How we cite our quotes: (Chapter.Paragraph)
Quote #1
He was, his son remembered, morally meticulous, and though Ishmael might strive to emulate this, there was nevertheless this matter of the war—this matter of the arm he'd lost—that made such scrupulosity difficult. (4.19)
This is Ishmael thinking about how different he is from his father, attributing their differences to his participation in the war and all he endured there.
Quote #2
"He got hit pretty hard with something fairly flat, Art. Puts me in mind of a type of gun butt wound I saw a few times in the war. One of those kendo strikes the Japs used." (5.52)
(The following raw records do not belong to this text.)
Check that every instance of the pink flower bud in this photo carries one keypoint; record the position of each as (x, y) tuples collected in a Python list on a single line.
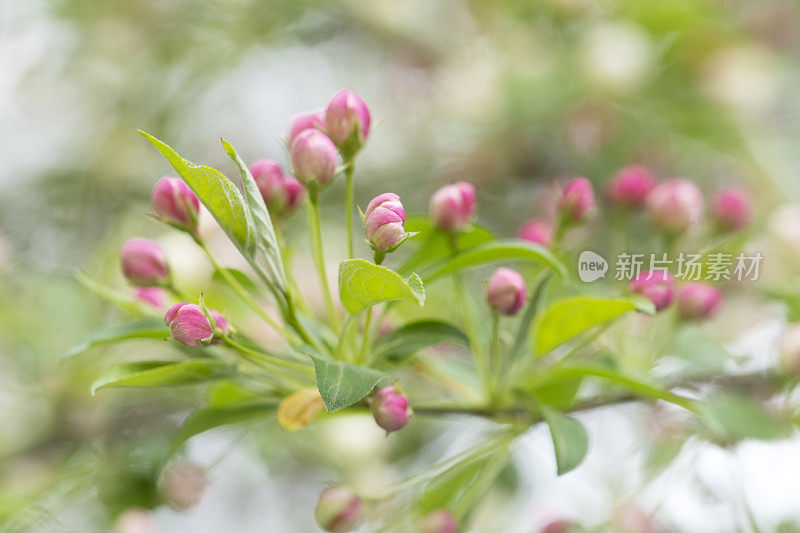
[(306, 121), (346, 114), (697, 300), (537, 232), (390, 408), (453, 206), (506, 291), (630, 186), (282, 194), (656, 286), (577, 199), (314, 157), (384, 222), (154, 296), (190, 326), (732, 208), (173, 201), (143, 262), (438, 521), (339, 509), (675, 205)]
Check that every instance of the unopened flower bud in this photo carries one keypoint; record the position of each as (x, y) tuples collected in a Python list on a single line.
[(347, 121), (697, 300), (144, 263), (384, 222), (656, 286), (577, 199), (675, 205), (732, 208), (438, 521), (306, 121), (537, 232), (390, 408), (453, 206), (630, 186), (506, 291), (314, 157), (174, 202), (339, 509)]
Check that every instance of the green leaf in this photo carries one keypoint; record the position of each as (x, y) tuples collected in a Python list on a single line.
[(363, 284), (507, 250), (414, 336), (570, 440), (343, 384), (160, 373), (567, 318), (147, 328)]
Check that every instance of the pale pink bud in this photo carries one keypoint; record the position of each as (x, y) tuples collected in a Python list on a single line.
[(173, 201), (390, 408), (339, 509), (732, 208), (453, 206), (384, 222), (314, 157), (675, 205), (537, 232), (630, 186), (346, 114), (697, 300), (506, 291), (306, 121), (438, 521), (656, 286), (143, 262)]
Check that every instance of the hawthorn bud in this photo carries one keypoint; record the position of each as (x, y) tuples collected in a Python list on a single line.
[(697, 300), (174, 202), (732, 208), (506, 291), (384, 222), (347, 121), (189, 325), (339, 509), (306, 121), (537, 232), (438, 521), (144, 263), (577, 199), (630, 186), (390, 408), (656, 286), (453, 206), (314, 157), (675, 205)]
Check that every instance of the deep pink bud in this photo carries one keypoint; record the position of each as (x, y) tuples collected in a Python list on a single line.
[(143, 262), (174, 201), (630, 186), (675, 205), (390, 408), (537, 232), (339, 509), (506, 291), (306, 121), (656, 286), (732, 208), (453, 206), (384, 222), (347, 112), (697, 300), (577, 199), (314, 157)]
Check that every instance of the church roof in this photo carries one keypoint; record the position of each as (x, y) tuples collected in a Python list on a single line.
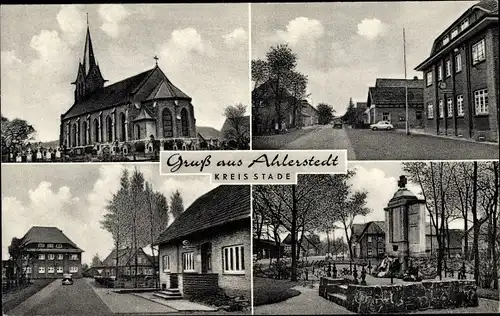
[(144, 114), (166, 89), (114, 94)]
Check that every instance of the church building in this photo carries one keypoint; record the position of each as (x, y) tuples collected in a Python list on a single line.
[(137, 114)]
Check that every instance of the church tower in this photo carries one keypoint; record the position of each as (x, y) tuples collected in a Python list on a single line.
[(89, 78)]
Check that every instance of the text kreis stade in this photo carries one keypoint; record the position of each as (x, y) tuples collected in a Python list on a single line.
[(176, 161)]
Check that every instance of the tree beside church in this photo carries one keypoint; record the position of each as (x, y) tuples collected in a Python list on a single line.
[(143, 113)]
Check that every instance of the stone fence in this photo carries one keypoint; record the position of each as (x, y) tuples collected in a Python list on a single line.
[(397, 298)]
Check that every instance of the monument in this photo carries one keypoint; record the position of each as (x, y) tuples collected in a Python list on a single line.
[(405, 221)]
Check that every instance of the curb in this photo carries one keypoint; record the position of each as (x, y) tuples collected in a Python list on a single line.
[(447, 137)]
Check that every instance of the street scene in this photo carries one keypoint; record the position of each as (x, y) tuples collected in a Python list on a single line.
[(387, 237), (375, 87), (76, 90), (121, 239)]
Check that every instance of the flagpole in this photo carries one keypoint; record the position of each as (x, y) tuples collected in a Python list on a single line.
[(406, 86)]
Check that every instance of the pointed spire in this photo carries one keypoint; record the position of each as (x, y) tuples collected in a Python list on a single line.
[(88, 54)]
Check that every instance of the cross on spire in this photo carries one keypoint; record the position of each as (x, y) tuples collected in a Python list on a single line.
[(402, 182)]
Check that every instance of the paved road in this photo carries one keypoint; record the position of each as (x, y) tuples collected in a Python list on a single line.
[(364, 144), (383, 145), (77, 299)]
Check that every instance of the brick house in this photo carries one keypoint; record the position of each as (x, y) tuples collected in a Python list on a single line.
[(208, 246), (371, 240), (308, 247), (264, 113), (309, 114), (387, 102), (126, 263), (461, 76), (114, 118), (49, 253)]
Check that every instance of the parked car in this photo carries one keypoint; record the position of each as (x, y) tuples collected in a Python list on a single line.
[(67, 279), (385, 125), (337, 124)]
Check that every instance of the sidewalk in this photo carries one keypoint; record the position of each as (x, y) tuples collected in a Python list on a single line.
[(127, 303), (421, 132), (35, 299), (144, 303), (307, 303)]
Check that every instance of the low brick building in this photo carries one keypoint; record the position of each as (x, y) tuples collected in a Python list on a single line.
[(208, 246), (49, 253), (461, 73), (387, 102), (265, 114)]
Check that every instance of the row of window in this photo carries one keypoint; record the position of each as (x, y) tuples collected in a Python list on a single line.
[(51, 256), (480, 105), (454, 32), (233, 260), (478, 55), (380, 251), (40, 245), (380, 239), (73, 269), (167, 121)]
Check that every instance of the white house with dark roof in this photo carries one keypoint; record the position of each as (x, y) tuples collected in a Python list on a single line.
[(50, 254), (208, 246)]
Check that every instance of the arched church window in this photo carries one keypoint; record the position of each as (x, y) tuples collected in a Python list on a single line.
[(96, 130), (109, 129), (184, 123), (73, 135), (122, 127), (84, 133), (167, 123), (138, 131)]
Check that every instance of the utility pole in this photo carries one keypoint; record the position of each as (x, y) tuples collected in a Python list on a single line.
[(406, 86)]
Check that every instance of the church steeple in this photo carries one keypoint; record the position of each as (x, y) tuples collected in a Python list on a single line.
[(89, 78), (88, 54)]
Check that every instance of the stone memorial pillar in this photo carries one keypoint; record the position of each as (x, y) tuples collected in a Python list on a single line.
[(405, 224)]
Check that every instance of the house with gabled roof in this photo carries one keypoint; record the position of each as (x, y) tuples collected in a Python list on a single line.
[(141, 108), (49, 253), (265, 115), (386, 101), (207, 247), (462, 76), (127, 266)]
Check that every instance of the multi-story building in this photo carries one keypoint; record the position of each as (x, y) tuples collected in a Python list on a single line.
[(49, 253), (461, 76), (370, 240), (387, 102)]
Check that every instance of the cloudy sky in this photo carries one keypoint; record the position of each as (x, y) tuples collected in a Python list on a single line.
[(203, 52), (380, 180), (73, 198), (344, 47)]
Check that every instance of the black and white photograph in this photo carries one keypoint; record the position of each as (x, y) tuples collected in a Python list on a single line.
[(120, 82), (387, 237), (397, 80), (90, 239)]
Even a decade (ish) after World War II ended, you can see that people still think a lot about the war during the novel's present-day timeline. Here, Horace Whaley sees a head wound (one that ultimately turns out to be from a boat) and concludes it's got to be from a kendo-esque strike.
Quote #3
The fishermen felt, like most islanders, that this exiling of the Japanese was the right thing to do, and leaned against the cabins of their stern-pickers and bow-pickers with the conviction that the Japanese must go for reasons that made sense: there was a war on and that changed everything. (7.14)
The novel takes us through the period after the bombing of Pearl Harbor when Japanese Americans were forced to enter internment camps. Here, we get the perspective of the fictional fishermen of San Piedro on these events.